The next moment, the storm unloaded, the force of the downpour making him stoop. Shockingly cold, it enveloped him, obliterating the distant lights. Without them, he had no bearings. Even the lights back at the observation platform were no longer visible.

"Tori!"

Gusts whipped his face. His wet clothes clung to his skin, the cold rain making him shiver. The next flash of lightning struck nearby. He saw its multiple forks and heard a crack. The two-second blaze of light revealed a figure stumbling ahead of him. Then darkness enveloped him again. Propelled by thunder, he shifted toward where his memory told him he'd seen the figure.

Abruptly they collided. He knew at once that the figure was Tori.

Ten years of marriage made it impossible for him not to be able to recognize the feel of her body in the dark.

"Thank God, I found you," he said. "Come on. We need to get back to the car."

"No."

The rumble of thunder made him think he hadn't heard her correctly. "What?"

"Leave me alone."

"You're not safe out here."

Page gripped Tori's hand, but the rain slicked her skin, and she was able to pull away, rushing from him.

"Tori!" he yelled. "We need to get back to the car!"

For a panicked moment, Page couldn't see her.

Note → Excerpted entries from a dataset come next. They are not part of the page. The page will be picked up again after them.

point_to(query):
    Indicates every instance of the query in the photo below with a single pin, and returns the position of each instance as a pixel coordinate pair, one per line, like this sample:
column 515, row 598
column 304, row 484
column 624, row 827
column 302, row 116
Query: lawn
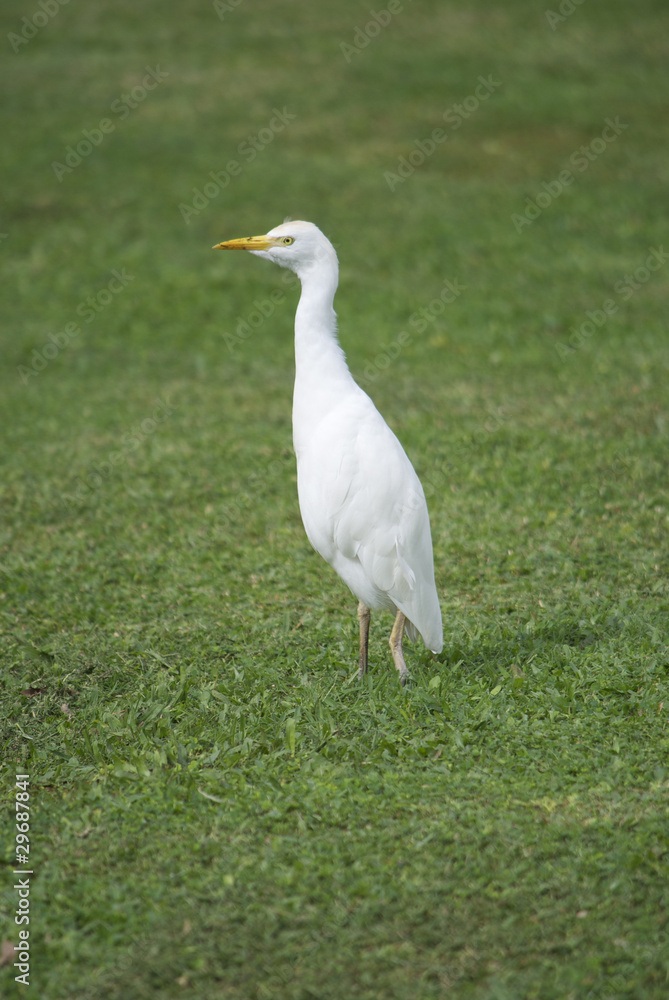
column 216, row 807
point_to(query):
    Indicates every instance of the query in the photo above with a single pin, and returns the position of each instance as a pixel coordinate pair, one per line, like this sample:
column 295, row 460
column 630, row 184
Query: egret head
column 300, row 246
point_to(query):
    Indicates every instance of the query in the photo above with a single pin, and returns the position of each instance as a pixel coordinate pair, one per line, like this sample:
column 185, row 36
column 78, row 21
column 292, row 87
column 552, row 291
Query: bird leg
column 396, row 646
column 364, row 615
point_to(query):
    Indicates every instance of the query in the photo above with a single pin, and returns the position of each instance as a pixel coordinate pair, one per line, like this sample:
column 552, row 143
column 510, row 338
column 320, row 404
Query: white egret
column 362, row 504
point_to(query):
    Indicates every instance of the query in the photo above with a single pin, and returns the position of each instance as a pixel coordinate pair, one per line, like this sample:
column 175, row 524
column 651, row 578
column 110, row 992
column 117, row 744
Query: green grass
column 219, row 808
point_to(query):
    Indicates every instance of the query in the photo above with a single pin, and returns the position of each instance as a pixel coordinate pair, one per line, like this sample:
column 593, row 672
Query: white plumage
column 362, row 504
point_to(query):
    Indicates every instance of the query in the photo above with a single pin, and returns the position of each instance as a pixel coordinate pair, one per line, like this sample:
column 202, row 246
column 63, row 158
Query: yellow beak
column 247, row 243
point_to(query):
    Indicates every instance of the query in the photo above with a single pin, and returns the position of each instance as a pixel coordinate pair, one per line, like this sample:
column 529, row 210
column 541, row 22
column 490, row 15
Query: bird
column 362, row 504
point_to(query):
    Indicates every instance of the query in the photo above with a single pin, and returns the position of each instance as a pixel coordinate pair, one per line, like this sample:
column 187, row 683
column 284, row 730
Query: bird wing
column 362, row 500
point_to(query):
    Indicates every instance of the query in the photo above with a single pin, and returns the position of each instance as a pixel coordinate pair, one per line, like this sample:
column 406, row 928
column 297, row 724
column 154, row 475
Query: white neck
column 321, row 372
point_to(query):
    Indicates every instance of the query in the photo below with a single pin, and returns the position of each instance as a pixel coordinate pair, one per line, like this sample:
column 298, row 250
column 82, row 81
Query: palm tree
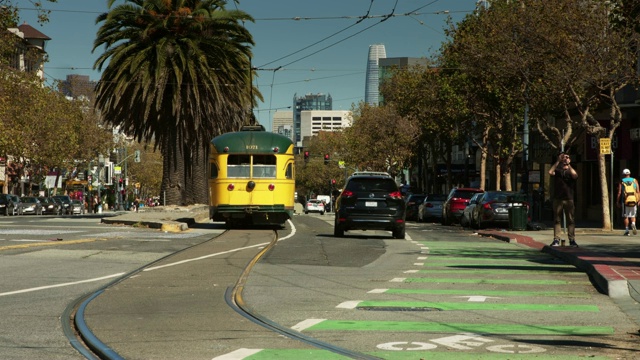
column 177, row 74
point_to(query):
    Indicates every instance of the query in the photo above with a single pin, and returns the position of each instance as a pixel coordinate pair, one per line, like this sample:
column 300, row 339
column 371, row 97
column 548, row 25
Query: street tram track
column 90, row 346
column 234, row 299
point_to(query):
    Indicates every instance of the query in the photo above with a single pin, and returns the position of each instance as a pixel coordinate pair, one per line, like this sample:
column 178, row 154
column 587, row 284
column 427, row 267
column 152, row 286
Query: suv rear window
column 462, row 194
column 373, row 184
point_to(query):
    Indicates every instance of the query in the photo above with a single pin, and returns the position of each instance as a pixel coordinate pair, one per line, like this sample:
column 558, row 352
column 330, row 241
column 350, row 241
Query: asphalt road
column 47, row 262
column 441, row 293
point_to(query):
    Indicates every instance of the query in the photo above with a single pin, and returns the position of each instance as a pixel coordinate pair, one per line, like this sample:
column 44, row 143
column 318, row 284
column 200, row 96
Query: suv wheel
column 399, row 233
column 338, row 230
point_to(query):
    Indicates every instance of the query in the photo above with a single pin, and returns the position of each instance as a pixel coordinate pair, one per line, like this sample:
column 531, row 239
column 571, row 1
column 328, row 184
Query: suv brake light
column 396, row 195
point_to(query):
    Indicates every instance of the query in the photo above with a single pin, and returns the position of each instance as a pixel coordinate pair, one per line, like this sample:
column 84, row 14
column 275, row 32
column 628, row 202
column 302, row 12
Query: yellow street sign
column 605, row 146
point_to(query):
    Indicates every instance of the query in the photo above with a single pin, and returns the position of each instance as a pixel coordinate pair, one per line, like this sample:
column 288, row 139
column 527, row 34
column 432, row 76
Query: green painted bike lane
column 495, row 265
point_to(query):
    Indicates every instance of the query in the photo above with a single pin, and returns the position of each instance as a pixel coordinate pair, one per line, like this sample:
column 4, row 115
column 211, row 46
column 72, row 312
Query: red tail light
column 396, row 195
column 487, row 205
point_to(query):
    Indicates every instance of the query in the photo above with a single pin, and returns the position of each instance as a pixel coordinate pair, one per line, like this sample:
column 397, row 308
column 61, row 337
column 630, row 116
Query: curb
column 169, row 226
column 177, row 225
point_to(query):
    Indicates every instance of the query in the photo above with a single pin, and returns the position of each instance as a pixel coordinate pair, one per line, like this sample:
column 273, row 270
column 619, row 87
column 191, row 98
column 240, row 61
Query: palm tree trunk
column 173, row 182
column 197, row 190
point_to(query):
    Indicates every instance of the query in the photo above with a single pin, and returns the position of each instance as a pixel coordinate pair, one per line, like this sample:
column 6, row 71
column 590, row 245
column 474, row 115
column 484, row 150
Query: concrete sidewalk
column 609, row 258
column 165, row 218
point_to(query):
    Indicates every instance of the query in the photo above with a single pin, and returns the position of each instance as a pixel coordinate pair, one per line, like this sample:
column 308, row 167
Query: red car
column 457, row 200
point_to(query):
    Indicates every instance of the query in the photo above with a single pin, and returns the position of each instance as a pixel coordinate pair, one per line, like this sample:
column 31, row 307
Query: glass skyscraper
column 307, row 102
column 371, row 92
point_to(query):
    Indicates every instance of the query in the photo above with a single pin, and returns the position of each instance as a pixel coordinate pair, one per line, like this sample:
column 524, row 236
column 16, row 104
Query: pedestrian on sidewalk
column 628, row 190
column 563, row 191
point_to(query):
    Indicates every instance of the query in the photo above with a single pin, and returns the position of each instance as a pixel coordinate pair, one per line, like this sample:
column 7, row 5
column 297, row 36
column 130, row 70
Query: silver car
column 31, row 205
column 314, row 206
column 431, row 207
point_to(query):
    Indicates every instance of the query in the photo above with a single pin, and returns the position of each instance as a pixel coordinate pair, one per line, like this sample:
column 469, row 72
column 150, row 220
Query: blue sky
column 325, row 51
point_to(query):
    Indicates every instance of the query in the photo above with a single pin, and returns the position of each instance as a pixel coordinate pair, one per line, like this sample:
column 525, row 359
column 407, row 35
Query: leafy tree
column 428, row 96
column 380, row 139
column 178, row 73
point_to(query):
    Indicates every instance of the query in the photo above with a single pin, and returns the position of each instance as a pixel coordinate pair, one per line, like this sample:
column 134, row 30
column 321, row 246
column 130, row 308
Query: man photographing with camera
column 563, row 193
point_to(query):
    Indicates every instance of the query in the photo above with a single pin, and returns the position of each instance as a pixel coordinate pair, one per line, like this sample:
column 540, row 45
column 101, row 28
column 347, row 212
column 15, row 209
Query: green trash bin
column 518, row 213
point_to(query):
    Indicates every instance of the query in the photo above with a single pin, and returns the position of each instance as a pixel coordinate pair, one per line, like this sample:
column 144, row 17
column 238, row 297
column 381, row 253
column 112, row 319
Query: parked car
column 66, row 203
column 431, row 207
column 31, row 205
column 77, row 207
column 493, row 208
column 413, row 201
column 457, row 200
column 370, row 201
column 8, row 206
column 50, row 206
column 314, row 205
column 17, row 204
column 469, row 214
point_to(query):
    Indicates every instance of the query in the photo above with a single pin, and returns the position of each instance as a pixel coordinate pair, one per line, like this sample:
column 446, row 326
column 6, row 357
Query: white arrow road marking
column 516, row 349
column 378, row 291
column 463, row 341
column 349, row 304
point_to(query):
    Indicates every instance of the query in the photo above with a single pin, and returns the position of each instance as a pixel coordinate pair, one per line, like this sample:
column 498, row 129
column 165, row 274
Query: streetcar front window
column 214, row 170
column 238, row 166
column 289, row 172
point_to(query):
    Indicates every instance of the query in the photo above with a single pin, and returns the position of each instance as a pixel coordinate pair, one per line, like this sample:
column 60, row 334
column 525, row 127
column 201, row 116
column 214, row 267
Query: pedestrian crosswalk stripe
column 418, row 326
column 494, row 281
column 541, row 270
column 451, row 306
column 481, row 292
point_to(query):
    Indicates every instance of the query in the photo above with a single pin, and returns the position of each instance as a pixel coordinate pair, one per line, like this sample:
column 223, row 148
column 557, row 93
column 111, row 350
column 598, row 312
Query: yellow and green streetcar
column 252, row 179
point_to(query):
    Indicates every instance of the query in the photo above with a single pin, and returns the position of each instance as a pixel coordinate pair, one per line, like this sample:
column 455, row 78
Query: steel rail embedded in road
column 78, row 333
column 234, row 299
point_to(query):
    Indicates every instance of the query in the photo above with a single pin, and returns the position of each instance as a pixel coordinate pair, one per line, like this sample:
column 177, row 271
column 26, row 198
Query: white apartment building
column 282, row 123
column 314, row 121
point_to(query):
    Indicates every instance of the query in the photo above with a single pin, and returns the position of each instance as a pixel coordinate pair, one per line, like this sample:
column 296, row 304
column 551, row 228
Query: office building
column 307, row 102
column 376, row 52
column 283, row 123
column 387, row 66
column 314, row 121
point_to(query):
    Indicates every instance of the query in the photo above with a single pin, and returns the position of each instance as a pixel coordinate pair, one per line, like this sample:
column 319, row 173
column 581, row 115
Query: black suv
column 66, row 203
column 9, row 205
column 370, row 201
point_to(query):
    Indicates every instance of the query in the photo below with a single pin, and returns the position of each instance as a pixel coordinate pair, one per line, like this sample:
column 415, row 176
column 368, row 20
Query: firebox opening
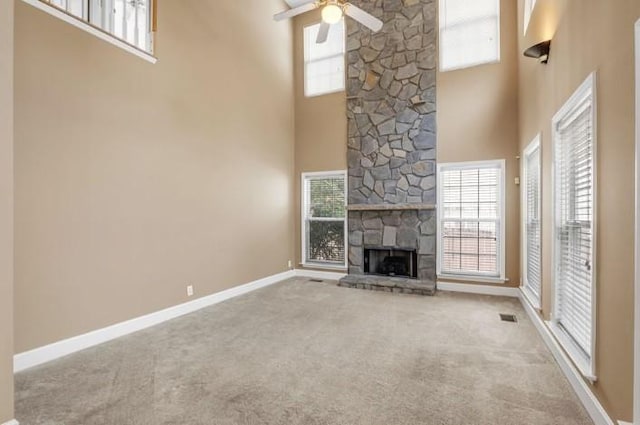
column 391, row 262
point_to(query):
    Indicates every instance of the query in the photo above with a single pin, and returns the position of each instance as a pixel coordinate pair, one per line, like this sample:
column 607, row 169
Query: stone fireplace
column 391, row 110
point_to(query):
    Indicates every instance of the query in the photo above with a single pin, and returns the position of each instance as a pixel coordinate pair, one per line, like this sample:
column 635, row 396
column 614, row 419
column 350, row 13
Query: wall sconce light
column 540, row 51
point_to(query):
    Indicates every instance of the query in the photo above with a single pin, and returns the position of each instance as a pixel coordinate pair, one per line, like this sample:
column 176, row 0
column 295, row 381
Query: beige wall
column 6, row 210
column 592, row 35
column 134, row 180
column 321, row 125
column 478, row 120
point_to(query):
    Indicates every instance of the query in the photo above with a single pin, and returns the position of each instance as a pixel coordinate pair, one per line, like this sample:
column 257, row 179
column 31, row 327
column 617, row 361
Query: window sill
column 579, row 359
column 93, row 30
column 472, row 278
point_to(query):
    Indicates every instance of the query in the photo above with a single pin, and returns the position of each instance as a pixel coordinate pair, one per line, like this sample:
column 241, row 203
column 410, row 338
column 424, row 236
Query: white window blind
column 574, row 167
column 128, row 20
column 532, row 279
column 324, row 218
column 469, row 33
column 529, row 5
column 471, row 219
column 324, row 64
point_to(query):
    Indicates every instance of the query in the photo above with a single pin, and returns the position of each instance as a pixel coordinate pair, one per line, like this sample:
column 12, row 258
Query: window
column 574, row 231
column 324, row 219
column 324, row 63
column 529, row 5
column 128, row 20
column 471, row 224
column 469, row 33
column 531, row 229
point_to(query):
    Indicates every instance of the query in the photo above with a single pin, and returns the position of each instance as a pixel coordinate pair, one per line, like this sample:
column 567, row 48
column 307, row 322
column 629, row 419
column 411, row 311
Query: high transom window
column 324, row 219
column 471, row 220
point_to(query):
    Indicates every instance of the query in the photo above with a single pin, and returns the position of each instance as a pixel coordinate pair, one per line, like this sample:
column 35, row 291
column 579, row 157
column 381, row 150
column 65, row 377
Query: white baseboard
column 315, row 274
column 63, row 348
column 584, row 393
column 468, row 288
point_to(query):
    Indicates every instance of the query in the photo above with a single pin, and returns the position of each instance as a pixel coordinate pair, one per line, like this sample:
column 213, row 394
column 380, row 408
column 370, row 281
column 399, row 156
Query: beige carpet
column 313, row 353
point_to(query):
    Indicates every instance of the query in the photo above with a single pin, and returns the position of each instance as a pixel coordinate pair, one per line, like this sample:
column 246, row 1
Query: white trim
column 63, row 348
column 529, row 6
column 535, row 144
column 503, row 190
column 316, row 274
column 303, row 217
column 597, row 413
column 636, row 398
column 466, row 288
column 473, row 278
column 343, row 86
column 589, row 86
column 78, row 23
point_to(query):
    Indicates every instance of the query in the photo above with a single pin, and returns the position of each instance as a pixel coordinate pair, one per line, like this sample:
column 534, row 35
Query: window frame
column 500, row 164
column 303, row 222
column 100, row 33
column 534, row 299
column 586, row 366
column 529, row 7
column 473, row 64
column 308, row 61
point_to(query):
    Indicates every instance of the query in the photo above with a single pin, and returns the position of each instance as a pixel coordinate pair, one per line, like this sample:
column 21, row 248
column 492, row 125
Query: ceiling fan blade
column 366, row 19
column 323, row 33
column 295, row 11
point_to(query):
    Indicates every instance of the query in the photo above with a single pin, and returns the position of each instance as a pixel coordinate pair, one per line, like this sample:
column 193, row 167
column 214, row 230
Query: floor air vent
column 509, row 318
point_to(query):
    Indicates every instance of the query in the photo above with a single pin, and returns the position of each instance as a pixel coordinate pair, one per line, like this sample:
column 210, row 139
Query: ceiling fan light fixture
column 332, row 13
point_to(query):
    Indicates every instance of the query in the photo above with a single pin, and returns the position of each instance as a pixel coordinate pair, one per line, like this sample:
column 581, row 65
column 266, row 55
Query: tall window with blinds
column 469, row 33
column 324, row 64
column 471, row 220
column 131, row 21
column 324, row 219
column 531, row 229
column 574, row 232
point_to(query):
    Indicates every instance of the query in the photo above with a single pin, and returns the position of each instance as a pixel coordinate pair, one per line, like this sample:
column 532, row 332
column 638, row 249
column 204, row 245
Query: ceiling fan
column 332, row 12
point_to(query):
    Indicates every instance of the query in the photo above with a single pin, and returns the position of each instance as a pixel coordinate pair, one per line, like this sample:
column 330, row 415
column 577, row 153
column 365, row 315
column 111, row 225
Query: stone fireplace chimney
column 391, row 110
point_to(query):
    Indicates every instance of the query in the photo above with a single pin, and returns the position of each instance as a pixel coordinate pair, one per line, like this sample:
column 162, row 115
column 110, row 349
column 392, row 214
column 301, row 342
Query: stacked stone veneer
column 391, row 110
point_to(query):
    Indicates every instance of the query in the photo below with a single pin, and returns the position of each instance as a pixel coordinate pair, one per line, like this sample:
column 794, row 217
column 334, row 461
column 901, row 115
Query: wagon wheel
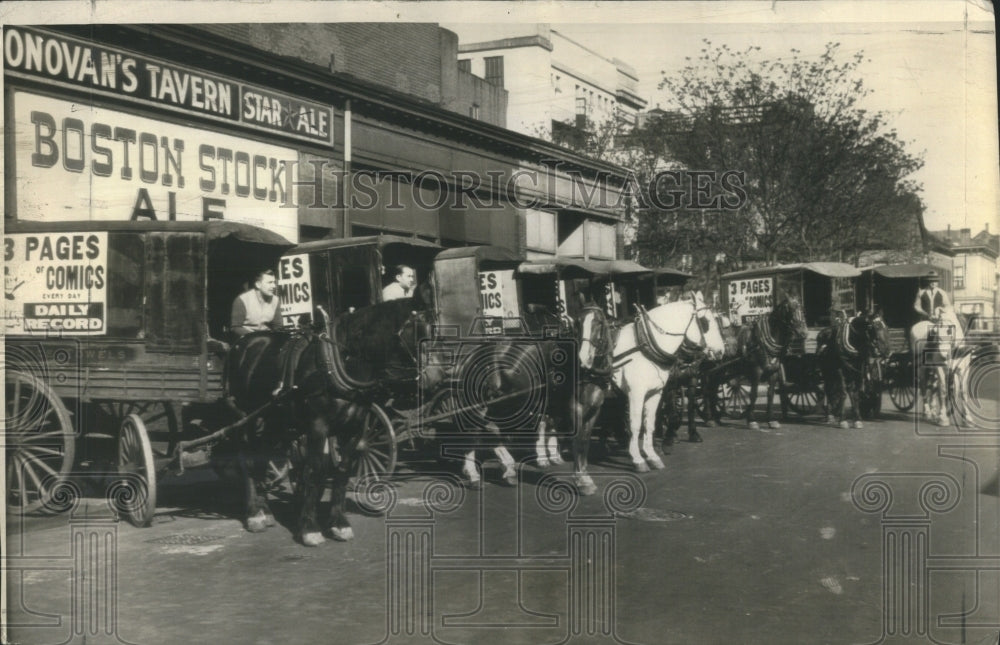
column 902, row 392
column 804, row 400
column 137, row 500
column 39, row 441
column 161, row 419
column 734, row 396
column 375, row 451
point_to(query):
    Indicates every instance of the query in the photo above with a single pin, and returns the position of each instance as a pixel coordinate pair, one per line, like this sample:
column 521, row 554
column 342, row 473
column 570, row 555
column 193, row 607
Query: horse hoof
column 342, row 534
column 585, row 486
column 257, row 523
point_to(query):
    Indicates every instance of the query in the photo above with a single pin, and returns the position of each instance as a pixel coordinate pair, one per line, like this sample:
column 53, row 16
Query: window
column 541, row 231
column 581, row 112
column 600, row 241
column 494, row 70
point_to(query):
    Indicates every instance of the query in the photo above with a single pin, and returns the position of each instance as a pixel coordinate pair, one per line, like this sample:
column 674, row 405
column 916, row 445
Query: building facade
column 553, row 82
column 974, row 270
column 311, row 131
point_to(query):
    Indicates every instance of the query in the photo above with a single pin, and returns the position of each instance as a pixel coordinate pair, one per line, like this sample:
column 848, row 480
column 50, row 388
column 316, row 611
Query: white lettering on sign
column 294, row 288
column 87, row 163
column 498, row 294
column 750, row 298
column 55, row 283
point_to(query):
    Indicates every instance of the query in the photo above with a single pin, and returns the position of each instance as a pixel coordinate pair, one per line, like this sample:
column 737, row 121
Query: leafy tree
column 824, row 178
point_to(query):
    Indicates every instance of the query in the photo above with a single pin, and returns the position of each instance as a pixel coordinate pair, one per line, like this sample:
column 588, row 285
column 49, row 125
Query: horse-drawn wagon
column 819, row 291
column 114, row 330
column 892, row 289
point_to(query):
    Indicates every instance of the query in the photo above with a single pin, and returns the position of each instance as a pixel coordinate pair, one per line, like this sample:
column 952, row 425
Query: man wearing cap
column 930, row 298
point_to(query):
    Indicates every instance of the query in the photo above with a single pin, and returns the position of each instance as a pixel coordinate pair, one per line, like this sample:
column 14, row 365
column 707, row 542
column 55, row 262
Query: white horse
column 675, row 329
column 934, row 344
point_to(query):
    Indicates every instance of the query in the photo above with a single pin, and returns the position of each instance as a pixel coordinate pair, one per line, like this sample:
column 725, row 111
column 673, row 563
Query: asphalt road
column 803, row 534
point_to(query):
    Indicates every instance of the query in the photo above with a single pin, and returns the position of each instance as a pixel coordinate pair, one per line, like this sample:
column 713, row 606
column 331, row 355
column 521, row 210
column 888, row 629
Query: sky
column 932, row 64
column 931, row 69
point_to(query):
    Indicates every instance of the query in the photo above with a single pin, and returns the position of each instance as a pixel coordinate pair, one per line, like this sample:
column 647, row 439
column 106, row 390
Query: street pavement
column 803, row 534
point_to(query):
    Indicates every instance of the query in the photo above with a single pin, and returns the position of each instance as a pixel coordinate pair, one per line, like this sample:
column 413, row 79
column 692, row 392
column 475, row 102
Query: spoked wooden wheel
column 734, row 396
column 902, row 392
column 39, row 441
column 375, row 451
column 804, row 400
column 135, row 496
column 161, row 419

Then lightning revealed her outline, and he charged after her.

"Tori, you could get killed out here!"

Page grabbed her shoulders. Standing behind her, he tried to turn her in the direction from which he'd come. She rammed her elbow into his stomach, knocking him away.

The unexpected blow made him struggle to breathe. Holding himself, he realized that she'd disappeared again.

The next time lightning flashed, he saw that she'd gone much farther than he'd expected. He ran to catch up to her. Again he grabbed her from behind, but this time, his arms pinned her elbows to her sides. He linked his hands around her stomach and lifted her, trying to carry her backward.

She kicked her heels against his knees. When the pain in his legs made him drop her, she spun.

"You bastard, don't take me away from the lights again!"

"Again?"

"If you'd let me stay, if you hadn't grabbed me and shoved me into the car--"

Stunned, Page realized she thought he was someone else. "Tori, I'm not your father."